The Vuelta of 1936 was to be the longest ever in terms of overall time (just over 150 hours). The previous year, Deloor put in only 120 hours in finishing more than thirteen minutes ahead of Mariano Cañardo, who was the only Spaniard in the top ten list of finishers; the foreign riders were to be in very limited or non-existent supply on the subsequent occasions that the Vuelta took place before the mid-fifties.

Mariano Cañardo, it has to be said, fared somewhat better than a fellow Spaniard who came 27th out of 29 finishers (sixty had started) and four hours, ten minutes and fifty-three seconds behind Deloor. His name was Rafael Pou, and Rafael was from Algaida. Despite finishing over four hours behind the winner, the very fact that he took part in the Vuelta was confirmation that Rafael was among an elite for his time. In 1930, he had won the Balearics Championship on the road. The 1935 Vuelta was to be his first major international challenge. It was also his last.

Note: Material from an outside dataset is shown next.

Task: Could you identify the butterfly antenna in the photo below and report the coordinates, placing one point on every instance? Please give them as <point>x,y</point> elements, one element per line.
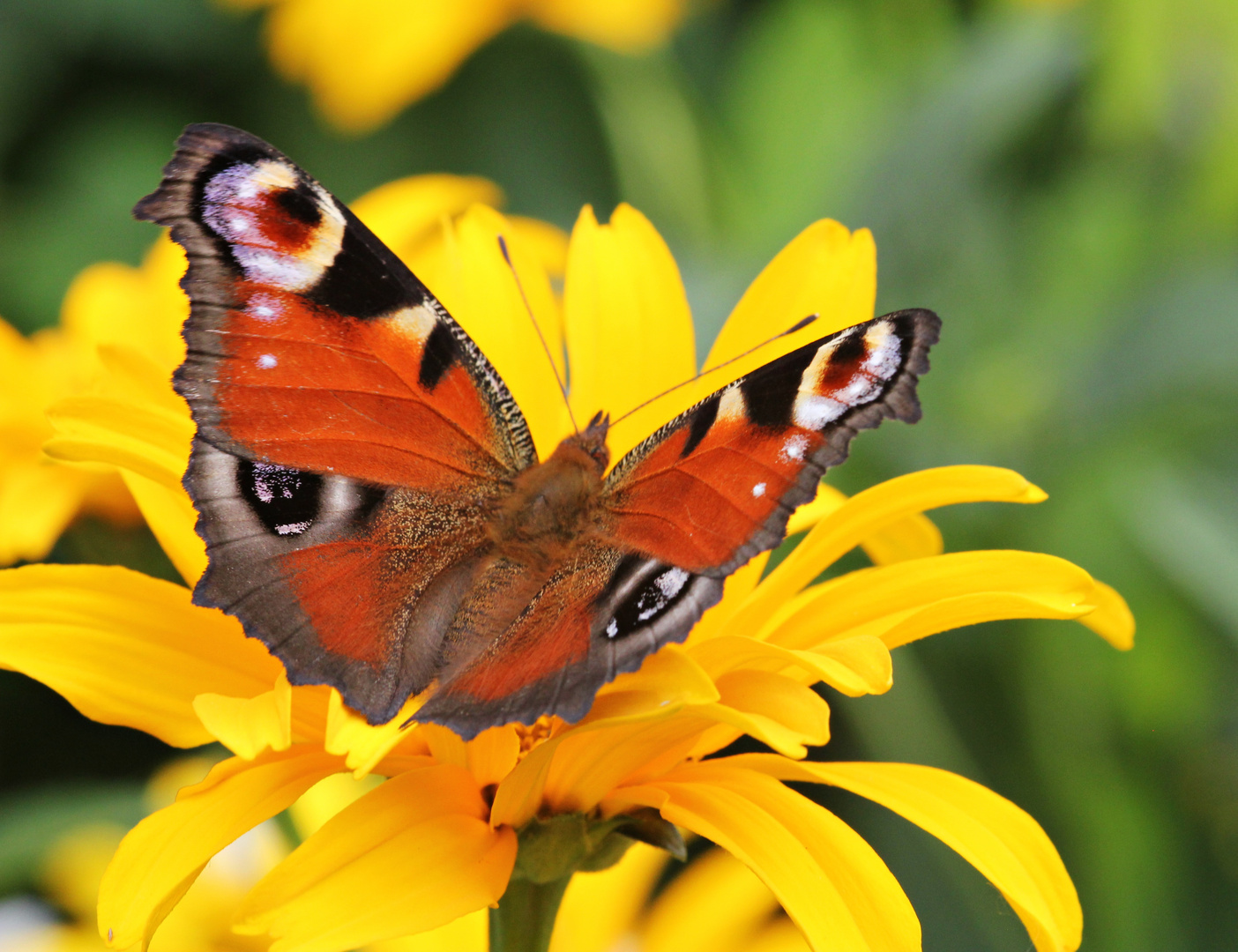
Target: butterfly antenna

He didn’t take part in 1936, and three days before the 1936 edition ended, Rafael Pou was killed in an accident involving the motorbike he was tracking at the El Tirador velodrome in Palma. He was 26 years old.

Joan Llaneras

Rafael provides something of a footnote to the history of competitive cycling in Majorca, which after the Second World War was to produce six times motor-paced track world champion Guillem Timoner and, more recently, Joan Llaneras, who won his seventh track world championship at Palma Arena (now Velòdrom Illes Balears) in 2007 and was twice an Olympic gold medallist.

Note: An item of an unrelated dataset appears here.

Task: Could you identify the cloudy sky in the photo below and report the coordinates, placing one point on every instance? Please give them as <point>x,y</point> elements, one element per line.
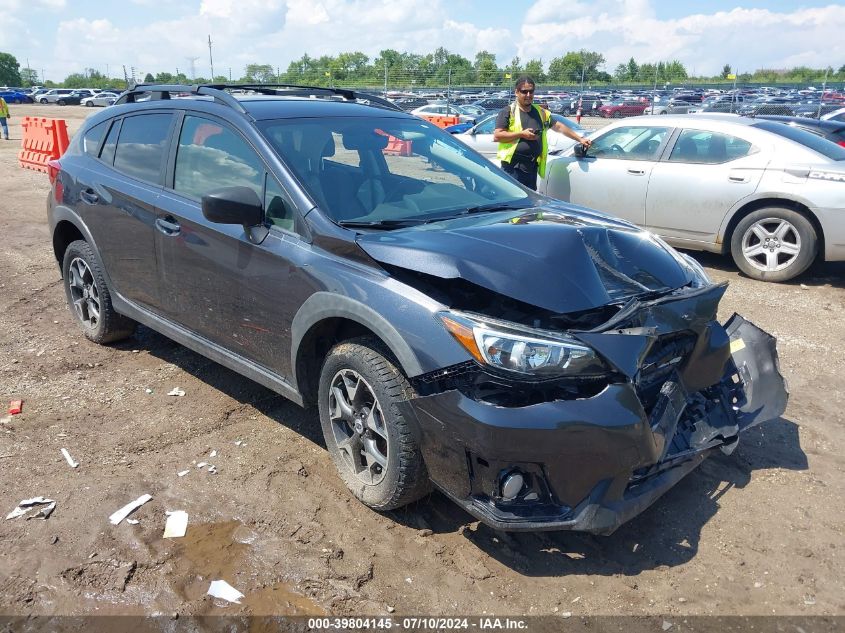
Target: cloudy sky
<point>59,37</point>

A footnote he may be when compared with champions like Timoner and Llaneras, but Rafael was one of the pioneers from the inter-war era and at a time when cycling, both on the road and on the track, posed far greater risk than it does today. The bikes, the racing conditions, the protection, the support were from a different world.

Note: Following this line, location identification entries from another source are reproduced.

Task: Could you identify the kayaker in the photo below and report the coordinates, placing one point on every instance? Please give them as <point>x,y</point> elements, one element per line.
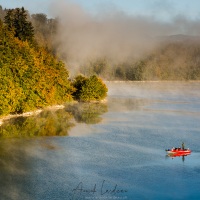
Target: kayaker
<point>183,145</point>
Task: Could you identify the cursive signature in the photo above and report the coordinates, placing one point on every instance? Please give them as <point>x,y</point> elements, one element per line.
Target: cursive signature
<point>104,188</point>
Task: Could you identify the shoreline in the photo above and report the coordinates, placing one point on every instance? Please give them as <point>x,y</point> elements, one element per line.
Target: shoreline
<point>30,113</point>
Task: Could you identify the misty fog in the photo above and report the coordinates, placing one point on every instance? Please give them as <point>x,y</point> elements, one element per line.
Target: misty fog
<point>111,33</point>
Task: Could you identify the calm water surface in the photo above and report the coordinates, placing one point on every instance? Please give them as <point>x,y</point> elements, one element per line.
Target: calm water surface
<point>112,151</point>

That world, the one of cycling, famously commenced in 1869, when a banker by the name of Ernesto Canut bought a bike in France. A bicycle was therefore seen for the first time on the roads of Palma, and Canut would almost certainly have been unaware of what he was to inspire. In terms of sport, cycling was to become the island sport. It arguably remains so, vying only with football when it comes to the historical organisation of sport in Majorca.
A contemporary of Rafael Pou, he was born a year earlier in 1908, was Josep Nicolau y Balaguer. He was from Lloret, which in those days had yet to acquire the Vistalegre and was known as Llorito.

Nicolau was nicknamed Es Canó, the cannon. He rode on the roads and in the velodromes. His first major race was in 1929 at El Tirador in a contest between Spain and France. That same year he was involved in a number of races at the Llucmajor velodrome, and in 1930 he won his first Balearics track championship. In 1933 he became the first Majorcan rider to take part in the world road cycling championship. 1934 saw him win the Balearics track title again as well as three stages of the Tour of Majorca and a stage of the Tour of Catalonia.

In November 1934, he was back at the El Tirador velodrome and was one of the favourites for the Spanish championship. He was 26, the same age as Rafael Pou when he died. On November 18, in the first heat of the championship, he was vying with Pou. He suffered a serious fall. His helmet flew off, his head hit the track. At one o’clock in the morning the following day, he was pronounced dead at a Palma clinic.

For those pioneers, the rider protection, the conditions were most certainly not like they are now, and two years later - at the same velodrome - Rafael Pou lost his life.